Autor wybrał postać, która zginęła śmiercią naturalną, ale co zrobić z tymi, co za tą herezję zginęli na stosach pomordowani przez Świętą Inkwizycję?! Niedawno w Tygodniku Powszechnym przeczytaliśmy piękne wezwanie pseudo Papieża Celstyna VI do odłączonych chrześcijan. Pominięto w nim wszystkie dogmaty, a wystawiono tylko wartość okupowej ofiary krwi Zbawiciela do powszechnego braterstwa. Jak donosi New York Times, Światowa Rada Kościołów zainteresowała się rzuconym przez Papieża Jana XXIII wezwaniem do jedności chrześcijaństwa. Rada, która jest rzecznikiem 171 protestanckich i prawosławnych ugrupowań w 50 krajach stwierdza w komunikacie swego Komitetu Wykonawczego, „że postęp na rzecz jedności jest możliwy wówczas, gdy kościoły spotkają się na gruncie wzajemnego szacunku”. Paul Hofmann pisze dalej: „Wypowiedzi papieża wskazują, że głównym celem watykańskiego prądu na rzecz jedności jest pogodzenie siej z kościołami wschodnimi”. Warto następnie przytoczyć wypowiedź patriarchy Cyryla, głowy Kościoła Prawosławnego w Bułgarii w związku z zapowiedzią zwołania Soboru: „Z sympatią i radością przyjmujemy każdy apel pokoju i dobrej woli pomiędzy narodami, skoro pochodzą od świętych Stolic tak starożytnych jak Rzym i Konstantynopol”.

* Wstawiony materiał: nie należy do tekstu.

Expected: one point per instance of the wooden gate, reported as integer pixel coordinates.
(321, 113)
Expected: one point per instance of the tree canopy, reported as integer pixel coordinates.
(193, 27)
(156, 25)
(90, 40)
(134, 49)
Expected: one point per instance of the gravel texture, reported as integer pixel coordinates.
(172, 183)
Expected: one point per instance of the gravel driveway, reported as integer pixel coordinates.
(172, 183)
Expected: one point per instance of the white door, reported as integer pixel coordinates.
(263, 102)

Spostrzegamy zatem, że „wiązanie snopów kąkolu ku spaleniu” (Mat. 13:30) odbywa się w pełni, co jest wielkim znakiem czasów końca i w tym miejscu chcemy przypomnieć poważne zdanie Wiernego Sługi co do palenia kąkolu – „Mniemaliśmy przedtem, że palenie kąkolu nie nastąpi prędzej, aż wszystka pszenica będzie zebrana do niebieskiego gumna, lecz teraz wygląda, że nie było to właściwe przypuszczenie” (Straż 1925/134). A zatem Kościół będzie świadkiem palenia się fałszywych roszczeń tej klasy. Z objęciem władzy przez naszego Pana rozległa się wiadomość: „Upadł, upadł Babilon” (Obj. 18:2, C-162). W tym samym czasie glos: „Ludu mój, wynijdź!”... Ponieważ to. co Pan nazwał Babilonem, pocznie być niszczone (C-178). „A zatem posłuchawszy Pana nie mamy czasu tracić na ogólny połów lecz oddać się pracy w wybieraniu i oddzielaniu” (Mat. 13:47, C-237).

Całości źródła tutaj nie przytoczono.